Yang Kevin K, Zanichelli Niccolò, Yeh Hugh
Microsoft Research, 1 Memorial Drive, Cambridge, MA, USA.
OpenBioML.
Protein Eng Des Sel. 2023 Jan 21;36. doi: 10.1093/protein/gzad015.
Self-supervised pretraining on protein sequences has led to state-of-the art performance on protein function and fitness prediction. However, sequence-only methods ignore the rich information contained in experimental and predicted protein structures. Meanwhile, inverse folding methods reconstruct a protein's amino-acid sequence given its structure, but do not take advantage of sequences that do not have known structures. In this study, we train a masked inverse folding protein masked language model parameterized as a structured graph neural network. During pretraining, this model learns to reconstruct corrupted sequences conditioned on the backbone structure. We then show that using the outputs from a pretrained sequence-only protein masked language model as input to the inverse folding model further improves pretraining perplexity. We evaluate both of these models on downstream protein engineering tasks and analyze the effect of using information from experimental or predicted structures on performance.

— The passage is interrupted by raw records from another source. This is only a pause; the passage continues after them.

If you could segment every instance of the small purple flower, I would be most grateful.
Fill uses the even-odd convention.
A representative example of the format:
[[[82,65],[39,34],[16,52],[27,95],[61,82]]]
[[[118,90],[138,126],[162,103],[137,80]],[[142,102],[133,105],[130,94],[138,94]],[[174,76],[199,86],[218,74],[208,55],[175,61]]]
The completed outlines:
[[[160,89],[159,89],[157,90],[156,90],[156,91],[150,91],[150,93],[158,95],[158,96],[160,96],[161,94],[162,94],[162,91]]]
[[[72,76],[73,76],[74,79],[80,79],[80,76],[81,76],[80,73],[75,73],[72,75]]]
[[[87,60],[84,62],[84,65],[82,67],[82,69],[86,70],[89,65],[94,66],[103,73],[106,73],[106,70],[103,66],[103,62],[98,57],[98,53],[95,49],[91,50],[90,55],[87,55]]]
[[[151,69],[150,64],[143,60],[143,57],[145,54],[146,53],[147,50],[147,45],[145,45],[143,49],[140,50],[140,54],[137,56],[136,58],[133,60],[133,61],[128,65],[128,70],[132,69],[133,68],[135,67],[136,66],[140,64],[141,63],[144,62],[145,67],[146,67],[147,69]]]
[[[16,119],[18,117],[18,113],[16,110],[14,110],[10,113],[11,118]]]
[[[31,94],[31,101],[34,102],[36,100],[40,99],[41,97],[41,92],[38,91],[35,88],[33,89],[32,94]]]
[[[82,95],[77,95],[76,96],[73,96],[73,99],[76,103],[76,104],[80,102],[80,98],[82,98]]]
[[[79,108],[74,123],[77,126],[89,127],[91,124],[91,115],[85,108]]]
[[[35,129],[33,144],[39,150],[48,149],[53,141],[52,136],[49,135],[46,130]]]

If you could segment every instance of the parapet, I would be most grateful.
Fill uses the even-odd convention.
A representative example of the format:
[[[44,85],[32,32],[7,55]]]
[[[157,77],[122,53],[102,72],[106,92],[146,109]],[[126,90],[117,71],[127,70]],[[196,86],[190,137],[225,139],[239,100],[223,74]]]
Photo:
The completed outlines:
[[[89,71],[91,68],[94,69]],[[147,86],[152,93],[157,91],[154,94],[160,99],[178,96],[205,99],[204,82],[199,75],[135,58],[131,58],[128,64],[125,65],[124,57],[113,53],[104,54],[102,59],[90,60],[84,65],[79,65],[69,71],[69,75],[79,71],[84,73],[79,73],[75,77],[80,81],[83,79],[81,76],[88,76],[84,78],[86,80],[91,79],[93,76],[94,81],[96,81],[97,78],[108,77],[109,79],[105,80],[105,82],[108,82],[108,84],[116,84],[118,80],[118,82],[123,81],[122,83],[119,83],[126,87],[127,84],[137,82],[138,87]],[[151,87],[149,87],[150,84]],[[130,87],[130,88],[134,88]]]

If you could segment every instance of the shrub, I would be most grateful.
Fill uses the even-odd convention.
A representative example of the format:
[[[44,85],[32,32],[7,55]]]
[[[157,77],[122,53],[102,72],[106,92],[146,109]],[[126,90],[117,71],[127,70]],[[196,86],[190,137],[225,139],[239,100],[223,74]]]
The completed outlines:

对蛋白质序列进行自监督预训练已在蛋白质功能和适应性预测方面取得了领先的性能。然而,仅基于序列的方法忽略了实验和预测蛋白质结构中包含的丰富信息。同时,反向折叠方法根据蛋白质的结构重建其氨基酸序列,但没有利用那些没有已知结构的序列。在本研究中,我们训练了一个以结构化图神经网络为参数化的掩码反向折叠蛋白质掩码语言模型。在预训练期间,该模型学习根据主链结构重建被破坏的序列。然后我们表明,将预训练的仅基于序列的蛋白质掩码语言模型的输出作为反向折叠模型的输入,可以进一步提高预训练困惑度。我们在下游蛋白质工程任务上评估了这两种模型,并分析了使用来自实验或预测结构的信息对性能的影响。